The surprises in the last two MPC decisions have clearly shown the difficulty of making forecasts based on fundamentals or based on policy guidance provided by the CBRT. To repeat, inflationary pressures remain strong and this is at least partly due to robust domestic demand. Furthermore, as evidenced by the continued (and accelerating) worsening in inflation expectations, there is a growing problem with policy credibility. In this environment, the real interest provided by the CBRT is shrinking fast. In fact, ex-post inflation is already in the red and even ex-ante real interest will likely fall below 0% within a couple of months.
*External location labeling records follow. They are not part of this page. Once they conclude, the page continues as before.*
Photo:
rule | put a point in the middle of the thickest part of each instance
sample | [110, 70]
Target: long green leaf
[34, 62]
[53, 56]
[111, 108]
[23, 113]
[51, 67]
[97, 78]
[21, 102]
Despite stubbornly high inflation, the only policy guidance sentence of the interest rate announcement note suggests that further cuts could be in the cards. The CBRT states that “till the end of the year, supply-side transitory factors leave limited room for the downward adjustment to the policy rate.” Furthermore, the CBRT puts the blame of the recent rise in inflation on transitory supply-side factors (especially in food and energy) and notes that the decelerating impact of the monetary tightening on credit and domestic demand is being observed. Against such continued dovishness we expect another 100bp cut in November. We see the cyclical trough of the policy rate at 15%. However, the risks are for a sharper easing and a higher inflation. On the other hand, the aggressively front-loaded easing cycle increases the risk of a further erosion in credibility that could spill into shifts in portfolio preferences of local investors and – mimicking similar examples in the past – result in a reversal of some of the easing delivered.